The Witch was distraught. ‘What have you done? The wheel must be fed. I must spin. Fool,’ said the Witch, with no sting in her voice. ‘Hopeful idiot.’
I smiled. ‘Always, for you.’
I knew there were more important things to do but none of them seemed to matter as much right now as pulling her into my arms and kissing her again. So I did it, feeling her tense, then sink into me, kissing me with earnest need.
‘I thought you would hate me,’ she whispered against my neck.
‘If you are a monster it is only because they have made you one.’
Her lashes were stuck together and glossy, and she looked at me with such naked hope. I kissed her softly, slowly, savouring the salt of her lips, the line of her waist beneath my hand. ‘You know I love you, don’t you?’ She nodded but I pressed her. ‘Say it.’
‘You love me. I love you, too, Mina, I love you. I should have said it before.’
I stroked my thumb across her cheek, heart full and warm to hear it. She rested her head against my shoulder and we breathed together, the slow rise and fall of her chest with mine. The world felt heavy, like syrup. Behind her, I saw the last spindly smoke-like thread around the spindle fade.
It was time.
I held her face for one last moment, took in the specks of grey in her irises, the curve of her brows, the arch of her lip, the filigree of lines at the corners of her eyes.
‘Tell me everything will be well,’ she whispered. ‘Lie to me.’
I smiled, tears spilling down my cheeks. I loved her so, so much.

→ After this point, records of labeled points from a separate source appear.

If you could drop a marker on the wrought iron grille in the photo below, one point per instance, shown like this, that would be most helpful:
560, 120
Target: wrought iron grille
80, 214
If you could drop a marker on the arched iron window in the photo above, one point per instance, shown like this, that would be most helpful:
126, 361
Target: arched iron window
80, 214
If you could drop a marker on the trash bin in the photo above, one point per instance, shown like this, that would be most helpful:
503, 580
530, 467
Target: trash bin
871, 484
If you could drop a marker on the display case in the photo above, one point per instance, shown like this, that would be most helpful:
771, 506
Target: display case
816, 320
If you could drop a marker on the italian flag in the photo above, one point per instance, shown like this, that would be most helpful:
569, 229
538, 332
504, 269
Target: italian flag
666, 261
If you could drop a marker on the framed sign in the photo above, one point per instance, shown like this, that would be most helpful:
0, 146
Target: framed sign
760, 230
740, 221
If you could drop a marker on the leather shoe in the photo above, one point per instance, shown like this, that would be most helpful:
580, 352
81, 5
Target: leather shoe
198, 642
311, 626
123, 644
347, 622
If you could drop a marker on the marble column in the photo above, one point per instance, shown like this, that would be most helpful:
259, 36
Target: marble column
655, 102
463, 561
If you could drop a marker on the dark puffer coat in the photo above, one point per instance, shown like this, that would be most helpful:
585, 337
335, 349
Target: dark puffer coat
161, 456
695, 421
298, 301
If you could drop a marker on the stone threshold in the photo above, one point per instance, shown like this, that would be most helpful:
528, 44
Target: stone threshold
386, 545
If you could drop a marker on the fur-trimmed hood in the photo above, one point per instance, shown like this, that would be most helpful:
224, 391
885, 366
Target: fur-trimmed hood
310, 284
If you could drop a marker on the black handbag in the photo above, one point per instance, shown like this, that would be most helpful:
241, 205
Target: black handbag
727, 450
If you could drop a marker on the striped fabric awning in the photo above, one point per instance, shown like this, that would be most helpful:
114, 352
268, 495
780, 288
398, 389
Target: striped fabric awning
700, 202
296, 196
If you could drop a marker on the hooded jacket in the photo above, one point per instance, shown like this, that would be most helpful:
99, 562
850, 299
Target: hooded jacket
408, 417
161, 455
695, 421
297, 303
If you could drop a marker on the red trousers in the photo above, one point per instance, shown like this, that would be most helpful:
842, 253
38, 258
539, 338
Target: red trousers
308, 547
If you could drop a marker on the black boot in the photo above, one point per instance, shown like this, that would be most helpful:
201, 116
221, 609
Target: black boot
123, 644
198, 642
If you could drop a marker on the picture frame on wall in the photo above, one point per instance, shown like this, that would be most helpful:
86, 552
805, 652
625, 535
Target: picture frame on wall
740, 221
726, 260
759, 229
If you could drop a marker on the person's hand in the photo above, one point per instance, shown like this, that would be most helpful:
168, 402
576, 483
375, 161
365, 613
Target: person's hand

‘Everything will be well,’ I said. I smiled, a soft, fragile thing. ‘By oak, by ash, by bitterthorn, I swore an oath to you. I mean to keep it.’

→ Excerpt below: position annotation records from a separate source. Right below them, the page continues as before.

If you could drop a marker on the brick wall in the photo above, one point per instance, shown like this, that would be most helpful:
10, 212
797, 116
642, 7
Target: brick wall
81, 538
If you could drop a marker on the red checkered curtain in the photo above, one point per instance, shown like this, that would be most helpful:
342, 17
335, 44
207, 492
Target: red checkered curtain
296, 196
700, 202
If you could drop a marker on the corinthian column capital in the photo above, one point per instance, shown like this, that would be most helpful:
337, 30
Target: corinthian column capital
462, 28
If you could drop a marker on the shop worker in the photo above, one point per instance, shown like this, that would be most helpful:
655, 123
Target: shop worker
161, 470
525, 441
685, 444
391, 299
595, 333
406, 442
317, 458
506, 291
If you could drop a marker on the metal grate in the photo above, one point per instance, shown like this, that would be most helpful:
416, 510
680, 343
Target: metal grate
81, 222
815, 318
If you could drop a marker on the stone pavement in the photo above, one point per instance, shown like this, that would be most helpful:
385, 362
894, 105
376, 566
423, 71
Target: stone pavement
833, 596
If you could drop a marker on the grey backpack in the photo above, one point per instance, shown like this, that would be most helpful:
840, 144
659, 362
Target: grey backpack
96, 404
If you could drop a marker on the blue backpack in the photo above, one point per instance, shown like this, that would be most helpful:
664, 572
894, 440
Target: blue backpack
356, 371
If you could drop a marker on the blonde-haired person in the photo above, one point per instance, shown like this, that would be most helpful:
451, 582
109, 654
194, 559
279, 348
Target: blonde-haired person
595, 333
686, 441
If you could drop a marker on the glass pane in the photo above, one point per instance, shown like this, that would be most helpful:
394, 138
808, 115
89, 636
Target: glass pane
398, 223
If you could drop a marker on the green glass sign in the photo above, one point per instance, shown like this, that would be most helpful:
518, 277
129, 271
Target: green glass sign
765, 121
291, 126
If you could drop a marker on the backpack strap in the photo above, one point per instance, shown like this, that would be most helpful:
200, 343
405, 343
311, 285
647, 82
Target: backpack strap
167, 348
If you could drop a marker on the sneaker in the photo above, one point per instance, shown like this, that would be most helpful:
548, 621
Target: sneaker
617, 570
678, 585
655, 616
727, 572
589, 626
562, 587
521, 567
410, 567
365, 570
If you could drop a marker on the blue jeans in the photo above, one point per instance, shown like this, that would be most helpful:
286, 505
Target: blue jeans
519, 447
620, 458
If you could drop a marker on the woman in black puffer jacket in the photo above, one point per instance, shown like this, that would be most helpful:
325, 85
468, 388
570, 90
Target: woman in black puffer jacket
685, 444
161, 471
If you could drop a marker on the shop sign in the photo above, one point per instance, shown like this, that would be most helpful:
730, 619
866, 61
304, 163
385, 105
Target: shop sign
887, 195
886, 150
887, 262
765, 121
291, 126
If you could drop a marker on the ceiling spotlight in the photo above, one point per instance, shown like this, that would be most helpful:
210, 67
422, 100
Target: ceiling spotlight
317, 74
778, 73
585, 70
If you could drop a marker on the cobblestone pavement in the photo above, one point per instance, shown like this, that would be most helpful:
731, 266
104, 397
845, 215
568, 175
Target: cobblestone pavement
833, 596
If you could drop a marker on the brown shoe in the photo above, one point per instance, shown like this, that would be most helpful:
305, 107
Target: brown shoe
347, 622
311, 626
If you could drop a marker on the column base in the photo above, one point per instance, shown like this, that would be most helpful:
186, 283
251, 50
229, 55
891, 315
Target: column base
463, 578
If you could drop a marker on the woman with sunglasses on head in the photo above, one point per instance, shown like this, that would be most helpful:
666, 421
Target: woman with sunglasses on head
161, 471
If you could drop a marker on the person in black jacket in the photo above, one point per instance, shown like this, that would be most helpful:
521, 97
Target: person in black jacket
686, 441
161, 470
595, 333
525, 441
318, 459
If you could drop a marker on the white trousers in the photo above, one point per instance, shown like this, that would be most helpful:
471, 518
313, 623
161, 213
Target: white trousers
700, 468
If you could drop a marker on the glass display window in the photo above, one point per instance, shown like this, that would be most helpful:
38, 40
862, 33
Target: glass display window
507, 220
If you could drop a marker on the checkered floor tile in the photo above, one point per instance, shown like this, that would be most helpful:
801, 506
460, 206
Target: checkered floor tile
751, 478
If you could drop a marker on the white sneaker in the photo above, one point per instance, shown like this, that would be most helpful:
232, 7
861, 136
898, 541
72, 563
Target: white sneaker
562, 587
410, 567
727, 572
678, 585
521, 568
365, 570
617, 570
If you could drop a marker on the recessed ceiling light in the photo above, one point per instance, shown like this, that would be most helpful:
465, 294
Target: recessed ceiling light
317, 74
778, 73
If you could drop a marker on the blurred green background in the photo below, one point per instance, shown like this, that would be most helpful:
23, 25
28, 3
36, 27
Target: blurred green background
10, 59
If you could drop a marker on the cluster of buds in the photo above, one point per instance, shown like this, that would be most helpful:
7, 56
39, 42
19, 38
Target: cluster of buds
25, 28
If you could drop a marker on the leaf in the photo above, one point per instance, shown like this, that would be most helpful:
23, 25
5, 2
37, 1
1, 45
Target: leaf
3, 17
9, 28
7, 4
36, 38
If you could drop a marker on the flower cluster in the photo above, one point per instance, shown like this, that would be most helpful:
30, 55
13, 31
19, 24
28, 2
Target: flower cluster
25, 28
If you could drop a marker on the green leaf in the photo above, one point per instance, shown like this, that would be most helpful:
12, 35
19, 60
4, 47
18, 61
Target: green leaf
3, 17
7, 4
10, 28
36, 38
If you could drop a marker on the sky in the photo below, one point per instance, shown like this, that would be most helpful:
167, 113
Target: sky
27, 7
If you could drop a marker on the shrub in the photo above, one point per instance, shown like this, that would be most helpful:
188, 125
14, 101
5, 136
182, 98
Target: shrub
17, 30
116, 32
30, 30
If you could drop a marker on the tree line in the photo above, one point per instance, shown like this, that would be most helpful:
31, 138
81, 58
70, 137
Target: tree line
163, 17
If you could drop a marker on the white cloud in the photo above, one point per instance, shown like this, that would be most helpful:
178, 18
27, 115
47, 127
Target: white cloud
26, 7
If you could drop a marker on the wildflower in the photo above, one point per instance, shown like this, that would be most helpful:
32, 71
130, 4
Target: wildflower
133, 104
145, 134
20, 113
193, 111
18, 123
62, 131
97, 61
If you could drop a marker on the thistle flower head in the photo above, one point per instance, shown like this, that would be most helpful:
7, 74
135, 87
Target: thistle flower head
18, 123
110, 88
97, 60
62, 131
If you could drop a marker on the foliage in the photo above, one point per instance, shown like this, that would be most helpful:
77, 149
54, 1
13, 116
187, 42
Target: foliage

And I reached for the wheel.
‘No!’
It was too late.
I placed my hand on the distaff this time, not the spindle; the distaff where I had seen that hazy cloud of golden light dwindle each day. I felt it hunger for me; like a river dammed, it longed to break, the weight of time bearing down upon the wheel. The same shimmering halo rose from my skin all along my body; the world turned golden and I saw my life pour down my arm to spool around the distaff.
I was dying.
My hand went cold, then numb, then my arm and my shoulder and neck and chest.
And then I was gone.
XXV
Time stood still.
The last of the spun thread faded, and the steady flow of time wound to a halt.
Above a strange, hidden valley nestled between mountains, a castle lay under perpetual winter. Around it had grown a vast bitterthorn hedge, as tall as a house and so thick little light passed through. The village below was a silent tableau; no birds sang, no voice broke the air. No tree swayed in the wind, and no breeze carried the smell of snow from the mountaintops. The sun sat at the cusp of the horizon, split in half by the sharp ridges and peaks, forever poised to rise again, or slip into darkness. Across the valley night lay suspended in the sky, reaching shadows that would never recede.
The castle stood alone. Still, unending and immediate. All of eternity in a moment, and one moment for all of eternity.
The Witch stood by the wheel at the top of the high Tower.